GSoC/GCI Archive
Google Code-in 2014 Wikimedia Foundation

pywikibot: New generator ItemClaimFilterPageGenerator

completed by: m4tx

mentors: John Vandenberg

Pywikibot (PWB) is a Python-based framework to write bots for MediaWiki. See https://www.mediawiki.org/wiki/Manual:Pywikibot for more information. Patches can be submitted via Gerrit (you need a MediaWiki.org account). More documentation on Gerrit can be found at https://www.mediawiki.org/wiki/Manual:Pywikibot/Gerrit. After you have successfully claimed this task in Google Melange please do use the task in Phabricator for communication instead of Google Melange. This allows more PWB developers to be reached! General development questions can be asked on the Pywikibot mailing list at https://lists.wikimedia.org/mailman/listinfo/pywikipedia-l and the #pywikibot IRC channel (see https://www.mediawiki.org/wiki/MediaWiki_on_IRC).

 

Wikidata is a collaboratively edited wiki knowledge base that stores structured data in JSON records.  The software is an extension to MediaWiki called Wikibase.  See https://www.wikidata.org/wiki/Wikidata:Introduction and https://www.mediawiki.org/wiki/Wikibase for more information.   Its primary use is as a central store of facts that can be used by all wiki projects.  Each claim (fact) in Wikidata is essentially in the form of property=value.  A property may have many values.  e.g. India 'shares a border' (property P47) with several countries.  Some facts need qualifiers that qualify (add conditions on) when or how the fact is true. e.g. India was a member of the United Nations Security Council - but only between 1950 and 1951.

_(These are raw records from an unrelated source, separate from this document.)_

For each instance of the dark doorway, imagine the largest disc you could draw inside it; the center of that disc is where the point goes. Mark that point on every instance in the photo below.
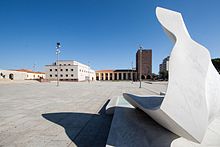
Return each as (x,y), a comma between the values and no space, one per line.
(11,76)
(148,77)
(106,76)
(110,76)
(124,76)
(115,77)
(119,76)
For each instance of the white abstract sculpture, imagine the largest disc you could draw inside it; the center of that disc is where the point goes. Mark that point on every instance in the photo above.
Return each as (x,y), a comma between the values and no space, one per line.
(193,94)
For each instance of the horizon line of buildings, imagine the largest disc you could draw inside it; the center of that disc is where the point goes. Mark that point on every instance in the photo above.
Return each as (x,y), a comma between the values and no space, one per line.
(70,70)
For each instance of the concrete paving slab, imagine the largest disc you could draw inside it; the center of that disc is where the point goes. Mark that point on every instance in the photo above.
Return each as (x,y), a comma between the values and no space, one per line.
(22,105)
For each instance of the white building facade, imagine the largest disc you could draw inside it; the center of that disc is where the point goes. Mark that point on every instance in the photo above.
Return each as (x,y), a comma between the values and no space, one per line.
(21,74)
(69,70)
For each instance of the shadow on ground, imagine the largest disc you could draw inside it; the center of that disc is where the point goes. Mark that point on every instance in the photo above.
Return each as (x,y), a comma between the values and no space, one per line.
(133,127)
(84,129)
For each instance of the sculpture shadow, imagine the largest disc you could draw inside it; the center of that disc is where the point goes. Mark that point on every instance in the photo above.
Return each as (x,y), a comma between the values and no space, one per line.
(84,129)
(133,127)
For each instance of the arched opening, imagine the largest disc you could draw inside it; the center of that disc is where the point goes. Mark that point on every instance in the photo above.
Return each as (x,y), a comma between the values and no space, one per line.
(11,76)
(148,76)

This task is to create a new generator (essentially a list) filter (tentatively named 'ItemClaimFilterPageGenerator') that excludes items which do not contain a fact specified on the command line.  e.g. If the generator/list contains all countries, filter it to remove countries which have not been a member of the United Nations Security Council (past or present).  It is optional to implement support for qualifiers as part of this task.

An example of a very simple generator filter is DuplicateFilterPageGenerator ; there are several other filters in the pagegenerators.py module of varying complexity which can be used as a guide.

To complete this task, a unit test needs to be added to "tests/pagegenerators_tests.py" to simulate calling ItemClaimFilterPageGenerator from the command line.  An example unit test is EdittimeFilterPageGeneratorTestCase .

The Phabricator task is https://phabricator.wikimedia.org/T69568 .